Le Harpiste la suivit des yeux, et Jaxom, gêné de cette manifestation d’humeur, constata que Menolly aussi semblait troublée.
— Path est mal lunée aujourd’hui ? demanda le Harpiste à Menolly.
— Je ne crois pas, Maître Robinton.
Zair pépia sur l’épaule du Harpiste, dont le visage s’allongea.
— Brekke est revenue. J’avais promis de me reposer.
Il courut à la porte, se retournant brièvement sur le seuil, un doigt sur les lèvres, puis disparut. Impassible, Piemur fit un pas de côté pour remplir la place si précipitamment abandonnée. Des lézards de feu firent irruption dans la pièce. Jaxom reconnut Berd et Grall.
— Maître Robinton aurait vraiment dû se reposer, dit Menolly, tripotant nerveusement les croquis sur la table.

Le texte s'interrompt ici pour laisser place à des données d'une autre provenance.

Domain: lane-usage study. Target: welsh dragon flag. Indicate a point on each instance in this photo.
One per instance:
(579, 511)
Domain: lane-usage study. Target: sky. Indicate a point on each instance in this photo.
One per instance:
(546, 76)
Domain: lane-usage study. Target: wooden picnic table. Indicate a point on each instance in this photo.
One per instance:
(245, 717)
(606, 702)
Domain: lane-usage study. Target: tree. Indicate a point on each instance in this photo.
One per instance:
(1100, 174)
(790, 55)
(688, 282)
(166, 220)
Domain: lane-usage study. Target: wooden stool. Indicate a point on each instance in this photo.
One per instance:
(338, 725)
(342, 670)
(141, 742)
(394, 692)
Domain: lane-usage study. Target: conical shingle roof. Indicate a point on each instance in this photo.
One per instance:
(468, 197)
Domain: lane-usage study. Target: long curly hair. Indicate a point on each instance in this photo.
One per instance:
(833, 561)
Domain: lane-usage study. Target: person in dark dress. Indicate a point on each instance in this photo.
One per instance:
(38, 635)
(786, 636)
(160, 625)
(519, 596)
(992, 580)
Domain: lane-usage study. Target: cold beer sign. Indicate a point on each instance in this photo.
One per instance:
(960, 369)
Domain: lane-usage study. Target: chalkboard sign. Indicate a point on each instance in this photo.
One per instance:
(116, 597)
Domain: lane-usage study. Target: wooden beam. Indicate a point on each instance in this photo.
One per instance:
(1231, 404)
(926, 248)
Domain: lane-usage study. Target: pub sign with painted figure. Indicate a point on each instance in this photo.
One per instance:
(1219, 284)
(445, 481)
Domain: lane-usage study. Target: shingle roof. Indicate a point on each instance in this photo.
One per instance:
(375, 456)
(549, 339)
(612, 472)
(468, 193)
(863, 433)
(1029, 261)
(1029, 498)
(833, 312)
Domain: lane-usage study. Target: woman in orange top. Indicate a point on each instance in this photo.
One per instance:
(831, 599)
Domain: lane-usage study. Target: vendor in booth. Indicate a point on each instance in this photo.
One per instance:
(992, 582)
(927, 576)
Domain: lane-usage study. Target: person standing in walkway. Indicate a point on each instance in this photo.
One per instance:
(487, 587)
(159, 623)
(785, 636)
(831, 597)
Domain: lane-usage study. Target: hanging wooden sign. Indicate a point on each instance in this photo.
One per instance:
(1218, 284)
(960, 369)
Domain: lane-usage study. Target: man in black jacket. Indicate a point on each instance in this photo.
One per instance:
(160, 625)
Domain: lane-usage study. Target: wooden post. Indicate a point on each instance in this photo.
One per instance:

— Il ne s’est pas fatigué, remarqué Piemur. Ce genre de spéculations est son pain quotidien. Il mourait d’ennui à ne rien faire, avec Brekke et vous vous relayant pour le materner. Ce n’est pas comme s’il était sur le Plateau, à creuser…
— Je vous l’avais dit, Brekke, résonna la voix de F’nor, entrant sous la véranda avec sa compagne. Vous vous êtes inquiétée sans aucune raison.
— Menolly, depuis quand Maître Robinton se repose-t-il ? demanda Brekke, s’approchant de la table.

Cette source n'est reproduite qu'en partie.